Forward to Lecture 3
This lecture established the four invariants as a diagnostic tool: given any networked system, trace its dependency chain and the reasons behind each design choice become visible. TCP’s chain ran Interface → Coordination → State → Time. In tracing it, we saw Jacobson separate the congestion window from the receiver window, saw AIMD as a feedback loop, saw why the finite-state machine had to be distributed. Those were design decisions, not just architectural facts — but this lecture never named the patterns that produced them or asked whether those patterns recur elsewhere.
Lecture 3 completes the toolkit.
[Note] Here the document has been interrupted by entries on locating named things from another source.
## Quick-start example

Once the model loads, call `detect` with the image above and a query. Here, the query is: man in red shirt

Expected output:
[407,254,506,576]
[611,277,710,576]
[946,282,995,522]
Three design principles — disaggregation, closed-loop reasoning, and decision placement — explain how solutions get constructed. The same principles that built TCP also built routing, built by different pioneers solving different problems under different constraints. If the same patterns appear in both, they are structural principles, not TCP-specific tricks. Before Tuesday, re-read Chapter 1 of the textbook, especially the Design Principles and Dependency Graph sections [10].
References
[1] J. Postel, “Internet Protocol,” RFC 791, September 1981.
[2] J. Postel, “Transmission Control Protocol,” RFC 793, September 1981.
[3] J. Iyengar and M. Thomson, “QUIC: A UDP-Based Multiplexed and Secure Transport,” RFC 9000, May 2021.
[4] J. H. Saltzer, D. P. Reed, and D. D. Clark, “End-to-End Arguments in System Design,” ACM Trans. Computer Systems, vol. 2, no. 4, pp. 277–288, November 1984.
[5] D. M. Chiu and R. Jain, “Analysis of the Increase and Decrease Algorithms for Congestion Avoidance in Computer Networks,” Computer Networks and ISDN Systems, vol. 17, no. 1, pp. 1–14, 1989.
[6] V. Jacobson, “Congestion Avoidance and Control,” Proc. ACM SIGCOMM, pp. 314–329, 1988.
[7] P. Hoffman and P. McManus, “DNS Queries over HTTPS (DoH),” RFC 8484, October 2018.
[8] D. C. Plummer, “An Ethernet Address Resolution Protocol,” RFC 826, November 1982.
[9] R. Droms, “Dynamic Host Configuration Protocol,” RFC 2131, March 1997.
[10] J. F. Kurose and K. W. Ross, Computer Networking: A Top-Down Approach, 8th ed., Pearson, 2021.